Thursday, March 26, 2015

Words Can Hurt

Back when my eldest was in preschool, we had the misfortune of working with a particular speech therapist that I genuinely disliked.

On paper, she looked like the perfect individual to work with deaf children. She had her masters in Deaf Education. She was young, she was energetic, she was blonde and beautiful.

"How long have you been signing?" I asked, assuming that since she had her masters in Deaf Ed, she'd be an ASL pro.

"Oh, I don't often use sign. I work on speaking and listening." In other words, auditory/oral.

In other words, we were destined to be rivals.

I remember visiting the classroom one day, and watching her interact with my daughter. She would come up behind her and talk directly into her implant. She would take my daughters processor off without warning. She would speak to deaf children like they could hear. It was difficult to not stand up and shout to her, "THEY CAN'T HEAR YOU!"

In my head, I often referred to this woman as "Nazi Prison Matron." In my opinion, there is something wrong with a person who masters in Deaf Education and doesn't even use the language of the deaf. There is something wrong with the notion that a deaf child must learn to listen for a language they cannot hear, and speak a language that they cannot hear. I'm not saying that a deaf child can't learn to speak, I'm only wondering why it's necessary. What good will speaking do when they can't hear the response given?

The idea that a deaf child MUST learn to talk is ridiculous, and frankly that mindset is dangerous. I've seen in my own work place education professionals who sometimes visit the classroom hardly give a second thought to a child, who didn't have language for the first year of their life, signing a whole story. My heart bursts with pride because they have finally been given the means to express themselves.
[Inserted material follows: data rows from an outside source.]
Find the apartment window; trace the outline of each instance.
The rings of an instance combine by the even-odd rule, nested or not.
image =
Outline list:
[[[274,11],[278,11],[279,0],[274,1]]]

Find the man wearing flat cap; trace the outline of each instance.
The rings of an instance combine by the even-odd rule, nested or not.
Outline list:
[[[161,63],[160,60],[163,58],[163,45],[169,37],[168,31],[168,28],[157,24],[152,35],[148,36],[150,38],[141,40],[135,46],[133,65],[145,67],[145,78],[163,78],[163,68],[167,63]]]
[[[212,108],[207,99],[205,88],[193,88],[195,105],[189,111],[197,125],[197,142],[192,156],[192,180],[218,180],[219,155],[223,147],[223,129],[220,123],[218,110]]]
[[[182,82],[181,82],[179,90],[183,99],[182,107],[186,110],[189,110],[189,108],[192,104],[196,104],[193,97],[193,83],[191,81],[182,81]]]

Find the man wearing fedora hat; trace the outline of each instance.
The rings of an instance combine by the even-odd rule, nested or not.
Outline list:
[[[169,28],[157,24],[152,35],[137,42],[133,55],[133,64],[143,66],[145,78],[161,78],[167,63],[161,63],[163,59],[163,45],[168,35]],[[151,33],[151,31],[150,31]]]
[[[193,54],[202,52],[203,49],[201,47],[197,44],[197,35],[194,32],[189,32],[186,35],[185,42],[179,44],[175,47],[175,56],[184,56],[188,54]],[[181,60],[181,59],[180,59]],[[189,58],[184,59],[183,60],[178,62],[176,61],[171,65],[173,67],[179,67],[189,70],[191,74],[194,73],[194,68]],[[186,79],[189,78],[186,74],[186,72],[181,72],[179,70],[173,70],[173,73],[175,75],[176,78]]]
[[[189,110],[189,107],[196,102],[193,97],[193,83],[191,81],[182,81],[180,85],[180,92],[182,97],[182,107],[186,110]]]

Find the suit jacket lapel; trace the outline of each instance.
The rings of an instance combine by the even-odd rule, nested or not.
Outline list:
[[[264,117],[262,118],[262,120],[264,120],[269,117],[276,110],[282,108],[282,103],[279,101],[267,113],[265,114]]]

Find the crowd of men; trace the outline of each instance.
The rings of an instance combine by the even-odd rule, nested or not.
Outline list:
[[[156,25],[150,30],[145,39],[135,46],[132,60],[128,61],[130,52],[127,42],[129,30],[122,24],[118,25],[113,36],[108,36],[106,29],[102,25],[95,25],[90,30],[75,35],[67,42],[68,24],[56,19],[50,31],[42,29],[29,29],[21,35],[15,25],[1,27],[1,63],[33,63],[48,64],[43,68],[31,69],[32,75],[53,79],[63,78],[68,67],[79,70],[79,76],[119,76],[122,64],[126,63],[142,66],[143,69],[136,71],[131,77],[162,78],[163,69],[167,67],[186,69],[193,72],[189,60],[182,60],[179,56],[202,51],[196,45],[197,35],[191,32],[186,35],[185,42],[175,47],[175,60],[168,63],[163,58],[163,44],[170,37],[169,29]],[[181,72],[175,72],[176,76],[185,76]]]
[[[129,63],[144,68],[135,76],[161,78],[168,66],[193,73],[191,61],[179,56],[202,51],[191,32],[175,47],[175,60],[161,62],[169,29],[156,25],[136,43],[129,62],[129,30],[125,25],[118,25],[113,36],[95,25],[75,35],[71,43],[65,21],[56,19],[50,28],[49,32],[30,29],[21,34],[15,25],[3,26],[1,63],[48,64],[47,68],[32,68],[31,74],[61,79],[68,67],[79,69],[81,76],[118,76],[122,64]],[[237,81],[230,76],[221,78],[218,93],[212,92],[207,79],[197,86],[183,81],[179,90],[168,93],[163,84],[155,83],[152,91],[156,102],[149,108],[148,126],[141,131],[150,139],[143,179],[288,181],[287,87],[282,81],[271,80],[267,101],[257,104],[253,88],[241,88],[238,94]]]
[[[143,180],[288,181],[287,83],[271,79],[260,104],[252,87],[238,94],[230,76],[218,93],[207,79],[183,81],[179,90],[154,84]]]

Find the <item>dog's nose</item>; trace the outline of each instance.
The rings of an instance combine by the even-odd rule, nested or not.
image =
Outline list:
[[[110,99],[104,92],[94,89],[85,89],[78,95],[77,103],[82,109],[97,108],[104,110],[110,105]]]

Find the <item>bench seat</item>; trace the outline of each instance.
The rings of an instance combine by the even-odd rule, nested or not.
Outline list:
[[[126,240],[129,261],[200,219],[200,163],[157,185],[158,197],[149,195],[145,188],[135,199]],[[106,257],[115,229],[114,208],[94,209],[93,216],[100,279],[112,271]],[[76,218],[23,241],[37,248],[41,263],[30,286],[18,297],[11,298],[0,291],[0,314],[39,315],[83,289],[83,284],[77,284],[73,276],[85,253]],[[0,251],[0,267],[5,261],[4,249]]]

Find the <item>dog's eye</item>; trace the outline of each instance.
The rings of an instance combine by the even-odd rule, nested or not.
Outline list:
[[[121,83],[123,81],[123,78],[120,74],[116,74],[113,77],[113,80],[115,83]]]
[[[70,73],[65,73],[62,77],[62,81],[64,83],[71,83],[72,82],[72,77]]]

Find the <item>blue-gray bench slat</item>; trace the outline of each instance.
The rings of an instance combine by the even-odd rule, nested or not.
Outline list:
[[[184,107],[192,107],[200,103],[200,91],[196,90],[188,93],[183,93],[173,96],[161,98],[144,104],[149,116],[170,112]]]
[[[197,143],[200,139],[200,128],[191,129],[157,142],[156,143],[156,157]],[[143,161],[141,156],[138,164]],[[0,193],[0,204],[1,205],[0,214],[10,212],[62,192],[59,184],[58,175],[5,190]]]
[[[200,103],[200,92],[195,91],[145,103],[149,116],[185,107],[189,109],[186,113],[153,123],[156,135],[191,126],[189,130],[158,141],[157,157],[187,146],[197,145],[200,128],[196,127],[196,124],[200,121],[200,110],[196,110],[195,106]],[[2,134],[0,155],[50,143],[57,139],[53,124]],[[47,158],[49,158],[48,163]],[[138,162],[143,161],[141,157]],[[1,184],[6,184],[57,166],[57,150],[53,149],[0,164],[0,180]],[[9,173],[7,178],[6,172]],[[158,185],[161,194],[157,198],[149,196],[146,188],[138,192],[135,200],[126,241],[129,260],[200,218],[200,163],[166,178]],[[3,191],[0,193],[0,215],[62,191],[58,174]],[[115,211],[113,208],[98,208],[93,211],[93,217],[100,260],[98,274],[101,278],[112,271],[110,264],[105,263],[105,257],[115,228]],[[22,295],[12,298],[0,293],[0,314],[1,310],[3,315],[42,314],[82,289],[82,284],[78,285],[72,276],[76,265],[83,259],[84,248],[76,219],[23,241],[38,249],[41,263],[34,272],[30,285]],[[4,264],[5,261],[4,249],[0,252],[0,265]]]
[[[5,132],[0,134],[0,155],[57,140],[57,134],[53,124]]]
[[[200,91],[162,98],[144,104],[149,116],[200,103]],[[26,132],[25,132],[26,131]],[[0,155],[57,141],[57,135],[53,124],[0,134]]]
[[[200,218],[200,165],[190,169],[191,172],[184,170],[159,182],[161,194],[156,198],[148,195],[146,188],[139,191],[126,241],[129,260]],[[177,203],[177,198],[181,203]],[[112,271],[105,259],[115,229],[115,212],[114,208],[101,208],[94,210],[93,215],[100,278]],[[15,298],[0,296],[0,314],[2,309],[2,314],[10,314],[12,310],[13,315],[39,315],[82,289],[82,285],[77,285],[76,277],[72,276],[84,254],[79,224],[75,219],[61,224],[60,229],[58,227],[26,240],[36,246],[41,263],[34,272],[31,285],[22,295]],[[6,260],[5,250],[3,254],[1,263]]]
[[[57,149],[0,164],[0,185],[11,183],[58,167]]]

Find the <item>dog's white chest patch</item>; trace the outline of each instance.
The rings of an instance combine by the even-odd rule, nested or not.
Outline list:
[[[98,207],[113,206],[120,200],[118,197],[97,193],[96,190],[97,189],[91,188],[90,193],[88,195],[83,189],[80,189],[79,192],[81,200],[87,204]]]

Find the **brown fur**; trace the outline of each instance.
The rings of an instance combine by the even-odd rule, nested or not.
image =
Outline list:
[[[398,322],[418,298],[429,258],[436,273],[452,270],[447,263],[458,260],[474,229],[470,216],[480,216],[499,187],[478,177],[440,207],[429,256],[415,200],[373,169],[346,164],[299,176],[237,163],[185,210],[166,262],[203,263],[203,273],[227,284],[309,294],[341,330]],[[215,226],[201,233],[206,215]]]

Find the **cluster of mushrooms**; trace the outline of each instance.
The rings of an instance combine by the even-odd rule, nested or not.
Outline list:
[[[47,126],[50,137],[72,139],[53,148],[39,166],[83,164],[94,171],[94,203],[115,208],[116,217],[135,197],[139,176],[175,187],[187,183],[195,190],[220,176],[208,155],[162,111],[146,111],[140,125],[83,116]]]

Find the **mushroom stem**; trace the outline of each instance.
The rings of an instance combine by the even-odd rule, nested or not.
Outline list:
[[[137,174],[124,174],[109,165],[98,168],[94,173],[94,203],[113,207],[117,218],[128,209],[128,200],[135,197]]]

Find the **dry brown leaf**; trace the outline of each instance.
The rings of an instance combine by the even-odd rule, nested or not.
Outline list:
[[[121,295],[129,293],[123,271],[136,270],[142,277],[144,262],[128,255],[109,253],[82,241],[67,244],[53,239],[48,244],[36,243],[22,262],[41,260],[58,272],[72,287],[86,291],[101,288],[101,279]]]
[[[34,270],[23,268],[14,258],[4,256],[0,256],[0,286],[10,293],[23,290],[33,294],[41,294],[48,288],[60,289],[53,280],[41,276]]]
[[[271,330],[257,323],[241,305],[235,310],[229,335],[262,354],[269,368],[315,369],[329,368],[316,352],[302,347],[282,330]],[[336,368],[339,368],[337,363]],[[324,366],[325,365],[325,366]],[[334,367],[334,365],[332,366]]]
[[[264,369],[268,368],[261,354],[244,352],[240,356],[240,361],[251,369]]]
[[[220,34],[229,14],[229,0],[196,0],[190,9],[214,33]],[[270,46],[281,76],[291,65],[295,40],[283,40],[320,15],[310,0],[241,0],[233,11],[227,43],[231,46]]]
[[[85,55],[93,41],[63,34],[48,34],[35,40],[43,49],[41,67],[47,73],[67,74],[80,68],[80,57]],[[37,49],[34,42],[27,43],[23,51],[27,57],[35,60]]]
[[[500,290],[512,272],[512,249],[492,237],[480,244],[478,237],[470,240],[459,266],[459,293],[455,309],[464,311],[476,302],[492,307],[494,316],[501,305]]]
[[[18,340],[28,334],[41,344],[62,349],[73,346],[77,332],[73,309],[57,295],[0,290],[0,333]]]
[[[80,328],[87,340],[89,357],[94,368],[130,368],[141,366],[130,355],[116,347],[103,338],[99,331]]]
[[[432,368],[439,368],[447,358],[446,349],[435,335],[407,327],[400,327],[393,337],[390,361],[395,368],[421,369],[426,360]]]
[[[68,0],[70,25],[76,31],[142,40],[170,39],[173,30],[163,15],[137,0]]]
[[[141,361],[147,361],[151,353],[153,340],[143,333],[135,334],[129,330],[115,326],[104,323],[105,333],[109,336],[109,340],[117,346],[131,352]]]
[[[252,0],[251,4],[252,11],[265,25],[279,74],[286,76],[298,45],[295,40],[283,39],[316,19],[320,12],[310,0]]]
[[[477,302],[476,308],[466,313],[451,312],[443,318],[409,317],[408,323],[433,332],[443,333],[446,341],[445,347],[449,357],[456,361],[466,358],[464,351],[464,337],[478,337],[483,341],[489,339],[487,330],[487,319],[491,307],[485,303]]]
When that same child vocalizes at all, even if it's just sounds, they are highly praised for it. And when that happens, all I can think in my head is, "That's right, little monkey! Dance!" As if the deaf children are pets or play things. As if they are poor, disabled creatures with no understanding. As if the strides they have made learning a language they can use mean nothing without verbal communication.

Please.

Just a few weeks ago, a woman I hadn't seen in over two years came up to me and asked how my daughter was. "Great!" I responded, "She's in first grade, she's on the honors reading program, she's taking ballet, etc."

"Huh." She responded, "And is she talking now?"

Because none of the other things she's accomplished mean anything if she can't say the word "purple" clearly.

I'm not at all ashamed to say that I lied to that woman. "No." I responded, "She uses sign almost exclusively."

Is that true? Not really. But my daughter isn't her pet, or her plaything. She's not a parrot, or a dancing monkey. And being able to speak doesn't make her better at any of the things she managed to accomplish.

And personally, I believe that she isn't doing well in spite of her deafness. She's doing well because of it. I'm proud of the strides she has made in her communication skills, be they sign or verbal, because I am proud of her. Period.

I guess my whole point to all of this is check your attitude. Maybe some deaf children will never learn to speak. That doesn't make them any less valuable, or smart. Be proud of what they can accomplish, because they are capable of anything as long as their time isn't wasted on nearly pointless pursuits or the agendas of people who think they know better.